One thing I admired about Billy Ray and the band during this period was how grounded everyone remained in spite of how many awards, compliments, and accolades were being thrown their way as the most celebrated band on the planet . A great example of their earthiness was revealed to me one day in Biloxi, Mississippi. After a sound check and a return to the hotel, everyone had a few short hours to themselves before climbing onto the tour bus to head for the venue. We didn’t get more than a few blocks into the trip before we had to merge onto interstate 90, the freeway that served as the only access route to our destination.
After managing to enter the heavy traffic, I quickly realized that we were nearly at a standstill, surrounded by gridlock in the heat of the evening sun. Wondering what could have caused such congestion, I figured that there had perhaps been an accident ahead or some other such emergency. We soon realized that the traffic was being caused by everyone trying to get to the Billy Ray Cyrus concert at the same time on a highway that should have been planned better. We were caught in a traffic jam created by our own audience!
We soon started hearing shouts and car horns emanating from a number of the other vehicles around us and peered out the windows to witness dozens of people, mainly young women, hanging out of their cars and trucks and cheering or yelling at the tops of their lungs. We should have expected as much. After all, there was a scripted BRC monogram boldly painted in huge gold lettering down both sides of the bus, and a mural on the rear surrounded by the words “WHER’M I GONNA LIVE WHEN I GET HOME”, the title of a popular song from the album.
Upon further inspection, we spied Billy Ray’s head hanging out of the rear window waving and smiling for people who were snapping his photo. Some of the stranded motorists even jumped out of their non-moving vehicles and were managing to get autographs from him.
A few other fans spotted us peering out of our windows at them and began cheering as we flashed them our best friendly smiles along with return waves. Guitarist Michael Joe Sagraves pulled back one of the window shade’s cords giving them and us a wider view and a thunderous roar immediately erupted from the nearby cars. Fletch flashed a peace sign and bassist Corky Holbrook offered them a thumbs up.
Keyboardist Barton Stevens (reknown for his humorous clowning around) stood up, waved, and then stated in a thick and purposefully exaggerated hillbilly accent, “Look boys! We’re stars!”

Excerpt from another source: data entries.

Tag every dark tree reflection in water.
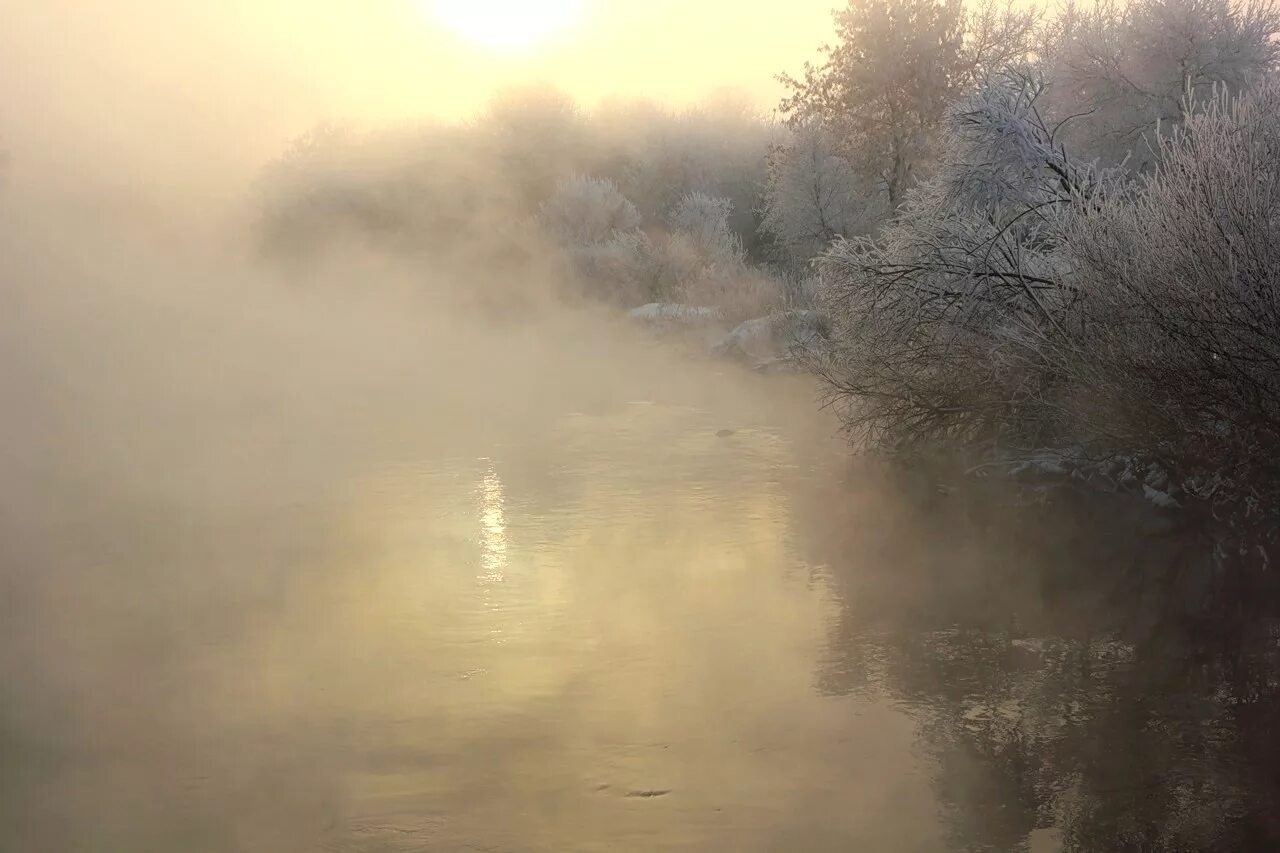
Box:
[814,473,1280,853]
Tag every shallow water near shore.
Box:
[0,300,1276,853]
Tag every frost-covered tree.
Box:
[817,73,1097,448]
[1065,79,1280,556]
[540,175,640,246]
[1037,0,1280,170]
[781,0,1036,207]
[760,124,886,268]
[591,99,785,257]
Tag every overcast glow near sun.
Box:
[424,0,582,50]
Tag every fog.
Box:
[0,0,1280,853]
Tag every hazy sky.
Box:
[0,0,836,195]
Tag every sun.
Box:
[425,0,582,50]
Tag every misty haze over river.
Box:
[0,0,1280,853]
[0,207,1275,852]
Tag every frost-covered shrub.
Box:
[760,124,887,266]
[1037,0,1280,169]
[1064,79,1280,550]
[540,175,640,246]
[815,73,1097,447]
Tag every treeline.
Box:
[788,0,1280,566]
[261,0,1280,562]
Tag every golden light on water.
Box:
[479,465,507,581]
[426,0,582,50]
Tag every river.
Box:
[0,267,1280,853]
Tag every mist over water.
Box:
[0,3,1280,853]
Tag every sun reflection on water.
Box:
[479,460,507,584]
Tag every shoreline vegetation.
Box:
[259,0,1280,573]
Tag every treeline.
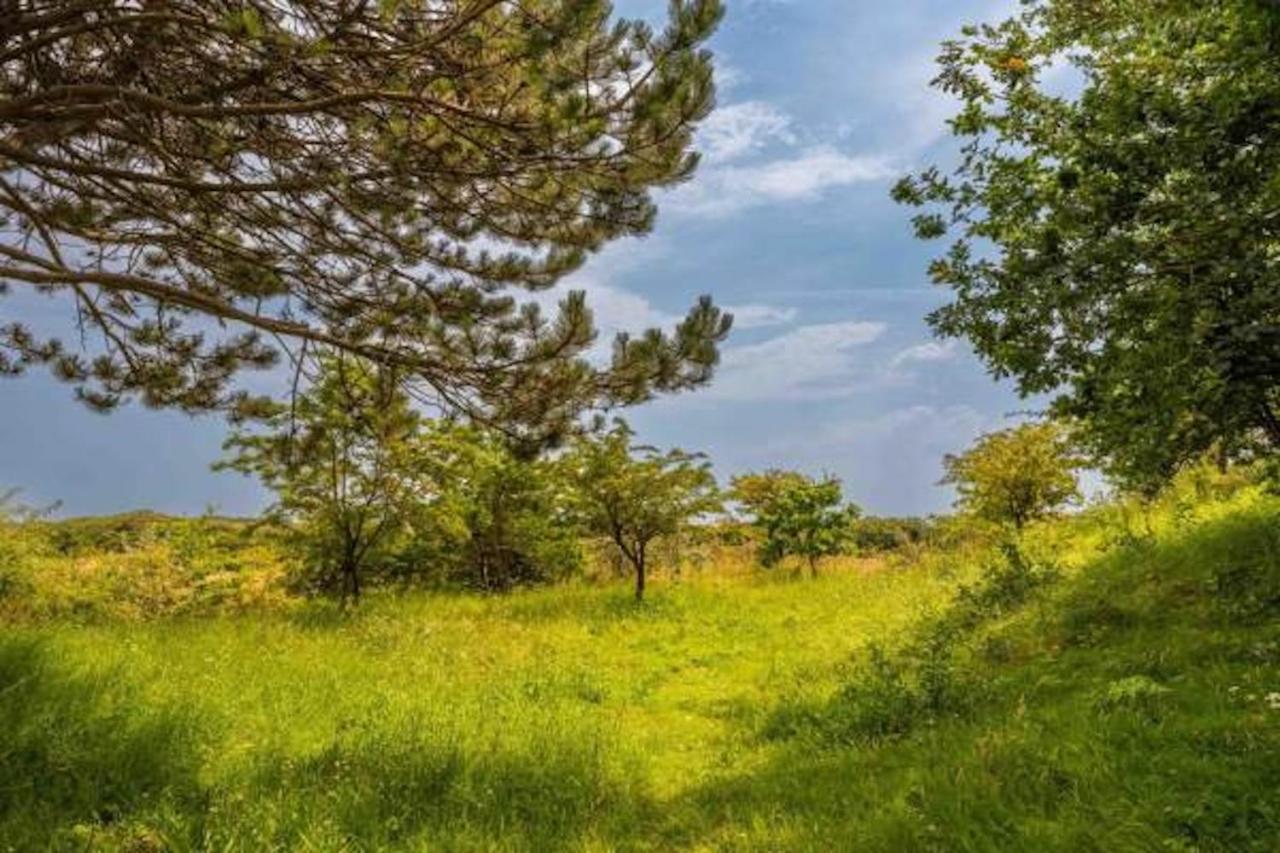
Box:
[204,353,1084,603]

Guitarist Terry Shelton hadn’t been participating in our two-way voyeurism. He’d remained calmly at ease on the couch facing the opposite direction while engaged in the act of tuning up one of his guitars with an electronic tuner, never even looking away from his task. As soon as Bart had spoken, Terry didn’t miss a beat and responded in his matter-of-fact way by saying “No boys, what we are is the luckiest bar band in the world.”
That humbling statement and others like it are one of the things that I love about Terry. Never under any illusions of inflated self-importance, has he always managed to find the right words to lasso any in any semblance of ego trips. I recently told him that I wanted to relate this particular story in my BRC article, using his quote as an example and he insured me that he still feels that way. He is one who understands that musical talent and determination are definitely significant factors in what it takes to become a successful, popular recording artist, but he also knows that luck is the card that trumps all others.